辞玖被他看得心慌,刚要偏头,就被吻得更深。这次暮珩没再克制,舌尖缠着他的,像要把人拆吃入腹,又在他快要窒息时退开半寸,用鼻尖蹭他的唇:“记住了吗?”

辞玖晕乎乎地点头,睫毛上还沾着水汽。暮珩低笑一声,终于肯放缓动作,替他拢好散在肩头的衣襟,又吻了吻他汗湿的发顶。他抱着辞玖躺下来,让对方枕着自己的臂弯,另一只手轻轻拍着他的背,像哄个闹别扭的孩子。

可没过多久,他又不安分起来,指尖在辞玖的腰侧轻轻搔着,看他痒得往怀里缩,才低笑着把人搂得更紧。“睡不着?”他吻着辞玖的发顶,“那我们再做点别的。”

辞玖刚想摇头,就被堵住了唇。这次的吻温柔了许多,像黑山的晨雾,轻轻漫过心尖。暮珩的指尖穿过他的发,动作轻得像怕碰碎了什么。辞玖能感觉到对方贴在他耳侧的呼吸,渐渐变得平稳,像松针落在雪上。

不知过了多久,窗外的月渐渐西斜,雾也淡了些。
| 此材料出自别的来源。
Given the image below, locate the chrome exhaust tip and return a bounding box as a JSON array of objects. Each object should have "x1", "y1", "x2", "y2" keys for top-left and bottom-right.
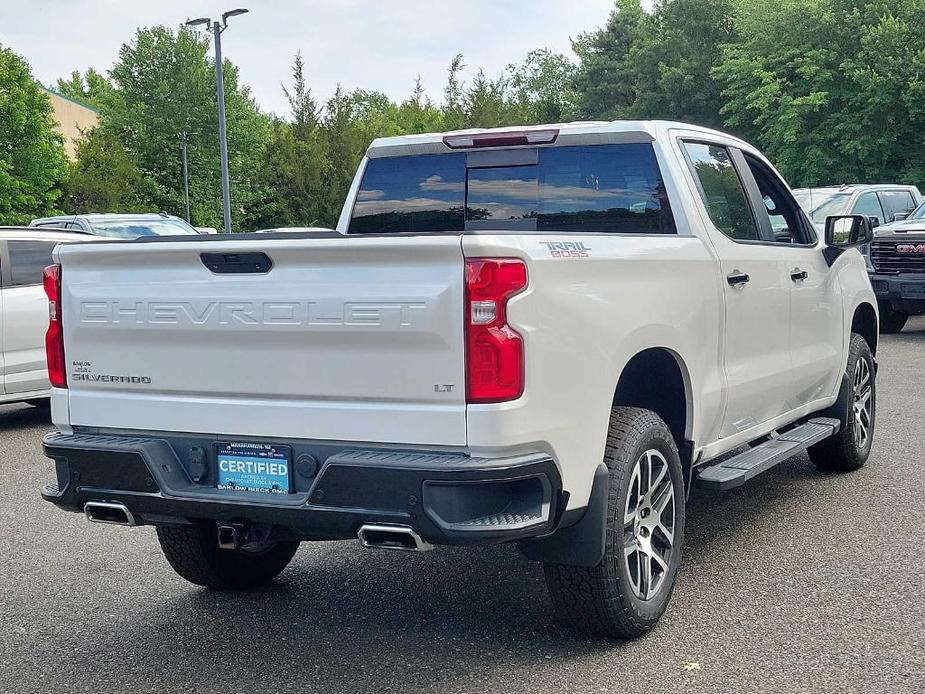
[
  {"x1": 357, "y1": 524, "x2": 433, "y2": 552},
  {"x1": 84, "y1": 501, "x2": 135, "y2": 527}
]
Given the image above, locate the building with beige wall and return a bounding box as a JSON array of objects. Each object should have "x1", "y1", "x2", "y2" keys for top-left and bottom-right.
[{"x1": 42, "y1": 88, "x2": 99, "y2": 159}]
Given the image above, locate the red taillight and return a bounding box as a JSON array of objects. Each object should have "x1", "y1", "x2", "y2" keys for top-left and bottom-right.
[
  {"x1": 465, "y1": 258, "x2": 527, "y2": 403},
  {"x1": 43, "y1": 264, "x2": 66, "y2": 389},
  {"x1": 443, "y1": 129, "x2": 558, "y2": 149}
]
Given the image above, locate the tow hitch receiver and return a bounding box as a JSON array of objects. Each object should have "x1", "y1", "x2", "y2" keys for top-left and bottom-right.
[{"x1": 217, "y1": 523, "x2": 243, "y2": 550}]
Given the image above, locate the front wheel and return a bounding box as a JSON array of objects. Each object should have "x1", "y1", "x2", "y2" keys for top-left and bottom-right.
[
  {"x1": 544, "y1": 407, "x2": 685, "y2": 639},
  {"x1": 809, "y1": 333, "x2": 876, "y2": 471},
  {"x1": 157, "y1": 521, "x2": 299, "y2": 589}
]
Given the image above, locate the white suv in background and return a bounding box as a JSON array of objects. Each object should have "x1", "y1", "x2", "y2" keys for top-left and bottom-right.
[{"x1": 0, "y1": 228, "x2": 101, "y2": 405}]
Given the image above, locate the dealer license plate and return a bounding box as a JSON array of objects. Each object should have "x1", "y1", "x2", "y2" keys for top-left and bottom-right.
[{"x1": 215, "y1": 442, "x2": 292, "y2": 494}]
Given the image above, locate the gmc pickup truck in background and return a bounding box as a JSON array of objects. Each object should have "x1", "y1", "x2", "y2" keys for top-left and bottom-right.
[
  {"x1": 868, "y1": 201, "x2": 925, "y2": 333},
  {"x1": 40, "y1": 121, "x2": 878, "y2": 638}
]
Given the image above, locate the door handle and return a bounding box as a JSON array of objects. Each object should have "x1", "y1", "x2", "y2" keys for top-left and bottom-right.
[
  {"x1": 726, "y1": 270, "x2": 750, "y2": 287},
  {"x1": 790, "y1": 268, "x2": 808, "y2": 282}
]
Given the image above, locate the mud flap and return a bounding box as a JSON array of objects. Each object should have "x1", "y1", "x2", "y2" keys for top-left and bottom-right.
[{"x1": 517, "y1": 463, "x2": 608, "y2": 567}]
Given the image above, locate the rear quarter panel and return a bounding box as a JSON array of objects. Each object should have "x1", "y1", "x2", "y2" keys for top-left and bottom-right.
[{"x1": 463, "y1": 233, "x2": 723, "y2": 509}]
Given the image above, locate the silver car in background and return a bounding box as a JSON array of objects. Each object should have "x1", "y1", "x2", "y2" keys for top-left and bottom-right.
[
  {"x1": 793, "y1": 184, "x2": 922, "y2": 228},
  {"x1": 29, "y1": 212, "x2": 199, "y2": 239}
]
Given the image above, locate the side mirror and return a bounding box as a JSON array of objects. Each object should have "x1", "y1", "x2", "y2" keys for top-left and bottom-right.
[
  {"x1": 868, "y1": 216, "x2": 880, "y2": 228},
  {"x1": 892, "y1": 212, "x2": 909, "y2": 222},
  {"x1": 825, "y1": 214, "x2": 874, "y2": 248}
]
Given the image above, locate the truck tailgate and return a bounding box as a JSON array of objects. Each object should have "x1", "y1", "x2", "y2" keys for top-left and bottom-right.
[{"x1": 56, "y1": 235, "x2": 467, "y2": 446}]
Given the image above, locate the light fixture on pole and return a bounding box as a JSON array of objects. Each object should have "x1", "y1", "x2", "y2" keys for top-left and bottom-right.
[{"x1": 185, "y1": 9, "x2": 249, "y2": 233}]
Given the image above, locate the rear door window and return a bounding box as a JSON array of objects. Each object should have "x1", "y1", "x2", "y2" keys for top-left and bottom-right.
[
  {"x1": 349, "y1": 143, "x2": 676, "y2": 234},
  {"x1": 682, "y1": 142, "x2": 760, "y2": 242},
  {"x1": 8, "y1": 240, "x2": 56, "y2": 287}
]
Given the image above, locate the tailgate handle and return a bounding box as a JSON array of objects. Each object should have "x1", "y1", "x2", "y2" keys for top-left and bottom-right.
[{"x1": 201, "y1": 252, "x2": 272, "y2": 274}]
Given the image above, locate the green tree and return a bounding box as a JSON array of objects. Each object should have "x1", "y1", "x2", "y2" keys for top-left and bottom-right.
[
  {"x1": 443, "y1": 54, "x2": 468, "y2": 130},
  {"x1": 396, "y1": 77, "x2": 444, "y2": 133},
  {"x1": 282, "y1": 52, "x2": 318, "y2": 137},
  {"x1": 317, "y1": 85, "x2": 371, "y2": 225},
  {"x1": 506, "y1": 49, "x2": 579, "y2": 124},
  {"x1": 626, "y1": 0, "x2": 736, "y2": 128},
  {"x1": 714, "y1": 0, "x2": 925, "y2": 186},
  {"x1": 249, "y1": 54, "x2": 331, "y2": 229},
  {"x1": 0, "y1": 45, "x2": 68, "y2": 224},
  {"x1": 55, "y1": 68, "x2": 116, "y2": 111},
  {"x1": 464, "y1": 69, "x2": 509, "y2": 127},
  {"x1": 104, "y1": 25, "x2": 268, "y2": 227},
  {"x1": 573, "y1": 0, "x2": 646, "y2": 119},
  {"x1": 61, "y1": 127, "x2": 159, "y2": 213}
]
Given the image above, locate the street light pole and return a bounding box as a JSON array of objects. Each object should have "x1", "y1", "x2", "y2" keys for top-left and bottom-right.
[
  {"x1": 212, "y1": 20, "x2": 232, "y2": 234},
  {"x1": 180, "y1": 132, "x2": 191, "y2": 223},
  {"x1": 186, "y1": 9, "x2": 248, "y2": 234}
]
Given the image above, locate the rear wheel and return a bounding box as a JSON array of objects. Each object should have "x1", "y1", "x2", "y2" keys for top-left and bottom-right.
[
  {"x1": 809, "y1": 333, "x2": 875, "y2": 471},
  {"x1": 157, "y1": 521, "x2": 299, "y2": 589},
  {"x1": 544, "y1": 407, "x2": 685, "y2": 639},
  {"x1": 878, "y1": 305, "x2": 907, "y2": 334}
]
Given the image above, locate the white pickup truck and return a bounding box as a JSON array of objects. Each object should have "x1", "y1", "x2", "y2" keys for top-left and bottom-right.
[{"x1": 41, "y1": 121, "x2": 878, "y2": 639}]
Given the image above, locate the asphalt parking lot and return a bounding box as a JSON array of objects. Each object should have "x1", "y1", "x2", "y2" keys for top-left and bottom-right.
[{"x1": 2, "y1": 318, "x2": 924, "y2": 694}]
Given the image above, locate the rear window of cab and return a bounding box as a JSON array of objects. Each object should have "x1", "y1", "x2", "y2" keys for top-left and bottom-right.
[{"x1": 348, "y1": 143, "x2": 676, "y2": 235}]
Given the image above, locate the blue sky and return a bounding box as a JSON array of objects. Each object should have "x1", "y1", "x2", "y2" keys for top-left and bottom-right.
[{"x1": 0, "y1": 1, "x2": 649, "y2": 117}]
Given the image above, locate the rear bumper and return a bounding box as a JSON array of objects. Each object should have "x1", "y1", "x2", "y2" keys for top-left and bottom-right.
[
  {"x1": 870, "y1": 272, "x2": 925, "y2": 313},
  {"x1": 41, "y1": 432, "x2": 562, "y2": 546}
]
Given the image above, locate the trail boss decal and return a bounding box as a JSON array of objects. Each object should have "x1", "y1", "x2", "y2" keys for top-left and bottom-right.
[{"x1": 540, "y1": 241, "x2": 591, "y2": 258}]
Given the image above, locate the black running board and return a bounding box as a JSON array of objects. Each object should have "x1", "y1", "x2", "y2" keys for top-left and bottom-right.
[{"x1": 696, "y1": 418, "x2": 841, "y2": 491}]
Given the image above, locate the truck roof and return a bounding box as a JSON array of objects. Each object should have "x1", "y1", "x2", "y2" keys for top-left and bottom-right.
[{"x1": 367, "y1": 120, "x2": 749, "y2": 158}]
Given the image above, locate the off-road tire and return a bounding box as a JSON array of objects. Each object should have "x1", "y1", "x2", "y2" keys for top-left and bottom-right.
[
  {"x1": 878, "y1": 307, "x2": 907, "y2": 334},
  {"x1": 544, "y1": 407, "x2": 685, "y2": 639},
  {"x1": 156, "y1": 522, "x2": 299, "y2": 589},
  {"x1": 809, "y1": 333, "x2": 876, "y2": 472}
]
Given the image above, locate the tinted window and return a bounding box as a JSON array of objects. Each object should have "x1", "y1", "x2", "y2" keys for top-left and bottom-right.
[
  {"x1": 349, "y1": 144, "x2": 675, "y2": 234},
  {"x1": 9, "y1": 241, "x2": 55, "y2": 286},
  {"x1": 539, "y1": 145, "x2": 673, "y2": 233},
  {"x1": 467, "y1": 165, "x2": 537, "y2": 228},
  {"x1": 853, "y1": 192, "x2": 885, "y2": 222},
  {"x1": 879, "y1": 190, "x2": 917, "y2": 220},
  {"x1": 350, "y1": 154, "x2": 466, "y2": 233},
  {"x1": 683, "y1": 142, "x2": 759, "y2": 241}
]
辞玖累得睁不开眼,睫毛上还沾着水汽。暮珩替人拢好散在枕侧的发丝,指尖抚过他唇角的红痕,低笑一声:“折腾这么久,终于肯睡了?”

辞玖没应声,只往他怀里缩了缩,呼吸渐渐平稳。暮珩将他搂得更紧,让他整个身子都贴在自己怀里,像揣了个暖炉。帐内的烛火不知何时已燃尽,只剩窗外的月光透过雾,在床榻边投下一片朦胧的白。他低头看着怀中人的睡颜,指尖轻轻按在他唇上——那里还残留着甜酒的香,和他自己的气息。
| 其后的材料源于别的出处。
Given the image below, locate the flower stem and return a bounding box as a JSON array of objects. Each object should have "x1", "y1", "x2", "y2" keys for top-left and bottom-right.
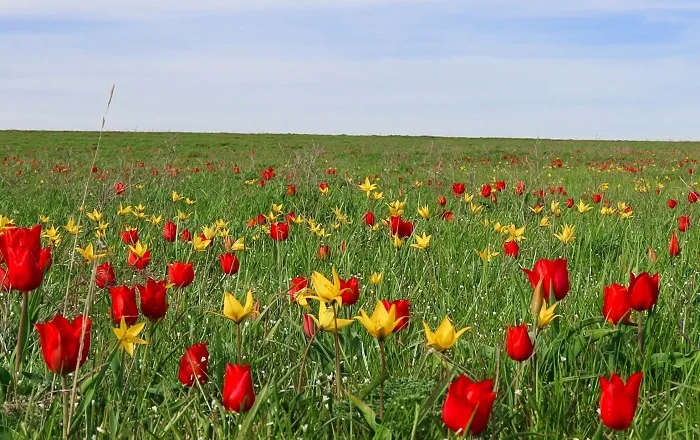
[
  {"x1": 61, "y1": 375, "x2": 69, "y2": 439},
  {"x1": 236, "y1": 324, "x2": 242, "y2": 363},
  {"x1": 13, "y1": 291, "x2": 29, "y2": 389},
  {"x1": 332, "y1": 303, "x2": 342, "y2": 395},
  {"x1": 297, "y1": 332, "x2": 316, "y2": 392},
  {"x1": 139, "y1": 323, "x2": 156, "y2": 387},
  {"x1": 379, "y1": 339, "x2": 386, "y2": 419},
  {"x1": 637, "y1": 311, "x2": 644, "y2": 355}
]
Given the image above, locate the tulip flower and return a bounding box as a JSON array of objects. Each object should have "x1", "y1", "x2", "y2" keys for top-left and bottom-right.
[
  {"x1": 222, "y1": 363, "x2": 256, "y2": 413},
  {"x1": 127, "y1": 242, "x2": 151, "y2": 270},
  {"x1": 223, "y1": 290, "x2": 256, "y2": 324},
  {"x1": 286, "y1": 184, "x2": 297, "y2": 196},
  {"x1": 668, "y1": 231, "x2": 680, "y2": 257},
  {"x1": 269, "y1": 222, "x2": 289, "y2": 241},
  {"x1": 410, "y1": 232, "x2": 431, "y2": 250},
  {"x1": 689, "y1": 190, "x2": 699, "y2": 203},
  {"x1": 339, "y1": 277, "x2": 360, "y2": 305},
  {"x1": 678, "y1": 216, "x2": 690, "y2": 232},
  {"x1": 178, "y1": 342, "x2": 209, "y2": 387},
  {"x1": 168, "y1": 261, "x2": 194, "y2": 288},
  {"x1": 289, "y1": 277, "x2": 309, "y2": 305},
  {"x1": 370, "y1": 272, "x2": 383, "y2": 286},
  {"x1": 0, "y1": 224, "x2": 49, "y2": 291},
  {"x1": 553, "y1": 224, "x2": 576, "y2": 245},
  {"x1": 495, "y1": 180, "x2": 506, "y2": 192},
  {"x1": 137, "y1": 278, "x2": 169, "y2": 322},
  {"x1": 113, "y1": 317, "x2": 148, "y2": 357},
  {"x1": 309, "y1": 301, "x2": 354, "y2": 333},
  {"x1": 602, "y1": 283, "x2": 632, "y2": 325},
  {"x1": 363, "y1": 211, "x2": 376, "y2": 226},
  {"x1": 95, "y1": 262, "x2": 116, "y2": 288},
  {"x1": 442, "y1": 375, "x2": 496, "y2": 436},
  {"x1": 110, "y1": 285, "x2": 139, "y2": 326},
  {"x1": 628, "y1": 272, "x2": 659, "y2": 311},
  {"x1": 424, "y1": 317, "x2": 470, "y2": 352},
  {"x1": 481, "y1": 184, "x2": 492, "y2": 198},
  {"x1": 537, "y1": 302, "x2": 560, "y2": 329},
  {"x1": 667, "y1": 199, "x2": 677, "y2": 209},
  {"x1": 515, "y1": 181, "x2": 525, "y2": 195},
  {"x1": 35, "y1": 314, "x2": 91, "y2": 375},
  {"x1": 522, "y1": 258, "x2": 570, "y2": 301},
  {"x1": 436, "y1": 195, "x2": 447, "y2": 206},
  {"x1": 389, "y1": 216, "x2": 414, "y2": 238},
  {"x1": 452, "y1": 183, "x2": 466, "y2": 197},
  {"x1": 121, "y1": 227, "x2": 138, "y2": 245},
  {"x1": 309, "y1": 267, "x2": 346, "y2": 304},
  {"x1": 505, "y1": 324, "x2": 534, "y2": 361},
  {"x1": 163, "y1": 221, "x2": 177, "y2": 242},
  {"x1": 503, "y1": 240, "x2": 519, "y2": 258},
  {"x1": 219, "y1": 253, "x2": 240, "y2": 275},
  {"x1": 317, "y1": 244, "x2": 331, "y2": 260},
  {"x1": 115, "y1": 182, "x2": 126, "y2": 195},
  {"x1": 381, "y1": 299, "x2": 409, "y2": 331},
  {"x1": 302, "y1": 313, "x2": 317, "y2": 339},
  {"x1": 355, "y1": 300, "x2": 404, "y2": 341},
  {"x1": 593, "y1": 193, "x2": 602, "y2": 203},
  {"x1": 359, "y1": 177, "x2": 378, "y2": 196},
  {"x1": 599, "y1": 372, "x2": 643, "y2": 431}
]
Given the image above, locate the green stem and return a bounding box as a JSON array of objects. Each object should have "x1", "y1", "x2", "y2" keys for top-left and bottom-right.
[
  {"x1": 332, "y1": 303, "x2": 342, "y2": 395},
  {"x1": 139, "y1": 323, "x2": 156, "y2": 386},
  {"x1": 379, "y1": 340, "x2": 386, "y2": 419},
  {"x1": 297, "y1": 331, "x2": 317, "y2": 392},
  {"x1": 13, "y1": 291, "x2": 29, "y2": 389},
  {"x1": 236, "y1": 324, "x2": 242, "y2": 363},
  {"x1": 61, "y1": 375, "x2": 69, "y2": 440}
]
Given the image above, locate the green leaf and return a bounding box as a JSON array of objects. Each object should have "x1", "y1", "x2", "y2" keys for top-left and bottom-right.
[
  {"x1": 347, "y1": 392, "x2": 392, "y2": 440},
  {"x1": 649, "y1": 350, "x2": 700, "y2": 369}
]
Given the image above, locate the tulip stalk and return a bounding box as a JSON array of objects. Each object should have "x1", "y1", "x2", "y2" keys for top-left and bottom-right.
[
  {"x1": 332, "y1": 303, "x2": 342, "y2": 395},
  {"x1": 61, "y1": 375, "x2": 69, "y2": 440},
  {"x1": 297, "y1": 330, "x2": 317, "y2": 392},
  {"x1": 236, "y1": 324, "x2": 242, "y2": 363},
  {"x1": 13, "y1": 290, "x2": 29, "y2": 388},
  {"x1": 379, "y1": 339, "x2": 386, "y2": 419}
]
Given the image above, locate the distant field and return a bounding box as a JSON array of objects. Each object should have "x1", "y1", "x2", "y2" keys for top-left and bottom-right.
[{"x1": 0, "y1": 130, "x2": 698, "y2": 439}]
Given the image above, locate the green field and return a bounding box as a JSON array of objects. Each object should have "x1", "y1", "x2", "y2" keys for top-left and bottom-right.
[{"x1": 0, "y1": 130, "x2": 699, "y2": 439}]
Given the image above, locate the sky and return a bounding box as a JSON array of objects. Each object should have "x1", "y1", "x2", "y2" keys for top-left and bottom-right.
[{"x1": 2, "y1": 0, "x2": 700, "y2": 140}]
后半夜的雾更冷了些,暮珩却觉得怀里暖得惊人。他收紧手臂,把辞玖抱得更紧,下巴抵在他发顶,听着他均匀的呼吸,眼皮渐渐沉了下去。睡前最后一个念头是:明天得晚些起,不然这小家伙该困得连剑都握不住了。

而被抱在怀里的辞玖,嘴角悄悄弯了弯。他没真的睡熟,能感觉到暮珩按在他后颈的手,能听到对方贴在他耳边的心跳,那声音比灯会的锣鼓还让人安心。他往暮珩怀里蹭了蹭,把脸埋进对方的颈窝,像只找到了归宿的小兽。

窗外的雾终于散了些,露出些微的星子。松针还在敲窗,却像是在替这对相拥的人,轻轻哼着安眠的歌。黑山的夜依旧冷,可这帐内的暖,却足以抵御往后所有的寒。